1. Multidisciplinary repositories which contain only few historical datasets. First search for ways to filter by research area (humanities, social sciences) or discipline (history). Maybe you can filter by period covered by the data or by topic (urban development, inequality).

2. Specialized repositories in history or the humanities, contain more, sometimes exclusively historical data. There it will be important to use as specific possible search terms you have identified during your search for secondary sources: specific keywords, names of authors... 

Concepts

Data repository: digital archive for (scholarly) research results. It can contain articles, but also datasets.
Data repositories are increasingly open access. 
 
Registry of data repositories: describes hundreds of data repositories world wide. 

How to search for data archives?

Known data archive (direct search)
You can use the list above as a starting point. When you search within a specific data archive, you will find datasets directly. Most of the datasets are accessible, some are possibly accessible with some restrictions (registration, affiliation to a university, IP-adress from a specific country). 

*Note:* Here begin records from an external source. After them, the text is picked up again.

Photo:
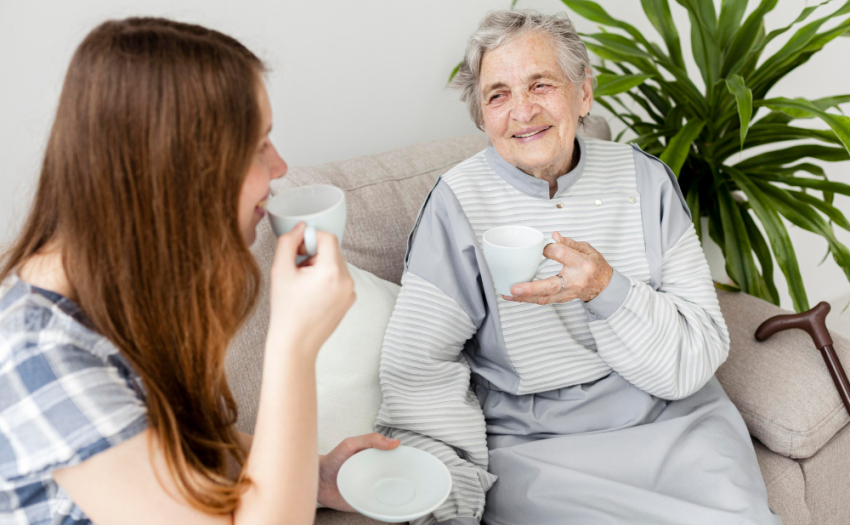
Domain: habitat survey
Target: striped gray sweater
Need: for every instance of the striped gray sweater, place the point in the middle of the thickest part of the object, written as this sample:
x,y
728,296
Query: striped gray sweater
x,y
658,323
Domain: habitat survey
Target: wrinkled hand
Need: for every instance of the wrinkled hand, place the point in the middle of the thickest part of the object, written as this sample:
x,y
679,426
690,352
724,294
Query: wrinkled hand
x,y
586,273
329,466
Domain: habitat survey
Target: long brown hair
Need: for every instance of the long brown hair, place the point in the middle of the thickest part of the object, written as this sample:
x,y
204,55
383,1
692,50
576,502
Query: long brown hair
x,y
156,128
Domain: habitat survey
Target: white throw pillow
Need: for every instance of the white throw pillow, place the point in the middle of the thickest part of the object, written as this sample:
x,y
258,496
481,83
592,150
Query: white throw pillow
x,y
348,387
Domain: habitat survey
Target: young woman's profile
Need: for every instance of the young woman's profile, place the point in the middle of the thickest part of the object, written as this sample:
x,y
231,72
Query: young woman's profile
x,y
130,276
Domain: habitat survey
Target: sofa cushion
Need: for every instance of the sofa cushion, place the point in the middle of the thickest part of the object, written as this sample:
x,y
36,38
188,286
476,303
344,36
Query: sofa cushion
x,y
384,193
782,386
348,389
827,476
786,486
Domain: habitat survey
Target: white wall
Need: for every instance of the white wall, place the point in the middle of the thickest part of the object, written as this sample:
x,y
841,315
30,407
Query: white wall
x,y
348,78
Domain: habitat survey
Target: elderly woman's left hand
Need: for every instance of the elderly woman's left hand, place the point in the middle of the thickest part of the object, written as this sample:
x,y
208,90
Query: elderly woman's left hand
x,y
586,273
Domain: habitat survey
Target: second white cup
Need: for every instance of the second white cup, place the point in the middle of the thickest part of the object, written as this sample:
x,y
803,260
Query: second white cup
x,y
513,254
319,206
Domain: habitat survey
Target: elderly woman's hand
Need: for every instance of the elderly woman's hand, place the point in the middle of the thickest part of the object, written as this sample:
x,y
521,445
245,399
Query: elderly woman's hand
x,y
586,273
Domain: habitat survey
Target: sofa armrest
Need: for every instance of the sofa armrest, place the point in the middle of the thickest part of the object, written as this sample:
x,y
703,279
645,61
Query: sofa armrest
x,y
781,386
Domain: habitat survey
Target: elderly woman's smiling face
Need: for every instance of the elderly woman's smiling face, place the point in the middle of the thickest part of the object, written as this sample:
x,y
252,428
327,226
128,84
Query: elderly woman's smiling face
x,y
530,109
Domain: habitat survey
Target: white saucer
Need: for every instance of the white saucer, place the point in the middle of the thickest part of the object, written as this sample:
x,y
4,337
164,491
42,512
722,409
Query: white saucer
x,y
394,485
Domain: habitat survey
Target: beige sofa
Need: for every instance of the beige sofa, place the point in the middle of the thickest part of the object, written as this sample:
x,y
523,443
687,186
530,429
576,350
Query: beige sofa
x,y
799,426
782,388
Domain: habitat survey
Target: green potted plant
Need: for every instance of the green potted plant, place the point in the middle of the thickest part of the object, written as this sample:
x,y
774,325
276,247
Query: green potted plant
x,y
700,133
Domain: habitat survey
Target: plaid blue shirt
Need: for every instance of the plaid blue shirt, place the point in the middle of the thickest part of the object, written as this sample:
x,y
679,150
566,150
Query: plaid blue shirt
x,y
66,393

Data archive unknown (indirect search)
  • search for relevant data archive in a registry of data repositories like Re3Data (see box below 'Registry of data repositories') 
  • search many archives at the same time in a data browser (see box below 'Searching many repositories at once')
  • search for discipline-specific data archives in Google: combine your discipline (urban history, history, Humanities) with "data archive" OR "data repository"
  • search for multidisciplinary data archives in Google with "data archive" OR "data repository" (i.e. Harvard Dataverse)

Registry of data repositories

RE3Data and OpenDoar allow to search within a large set of repositories by their description. They do not search the content at a data-level. 
Each description includes details about: Open Access, Persistent Identifier, Terms of use.
 
RE3Data is a database of repositories and platforms that contain data. As you are searching for data repositories and not for datasets, you are doing an indirect search and use broad search terms. For example, by searching 'economic AND social AND history', 30 repositories containing data on this topic appeared as a result on April 22nd 2022. 
 
 
Based on the information provided about the repositories you can do a direct search with more specific keywords to see if the selected repository contains useful data.
 
In RE3data has the option to browse or to filter results by subject ('History').
A way to narrow down results is to first search with broad keywords (i.e. economic AND social yielded 138 results on April 22nd 2022) and then filter these results by subject ('History'). This combination of keywords and filter by subject on 'History' yielded 14 results.
 
In RE3Data it is also possible to filter on country. This filter applies to the country of origin of the repository, which does not mean it only contains data on the that specific country. The IISH Dataverse for example, is based in the Netherlands, but contains data about a great number of countries.

Searching many repositories at once

  • Google Dataset Search searches the web directly for datasets. Each dataset indicates the name of the repository of origin. Sometimes a registration or a request is needed to access it. 
  • Mendeley Data searches through the content of a large set of repositories. It gives access to the datasets.
  • DataCite searches in descriptions of research datasets with a DOI.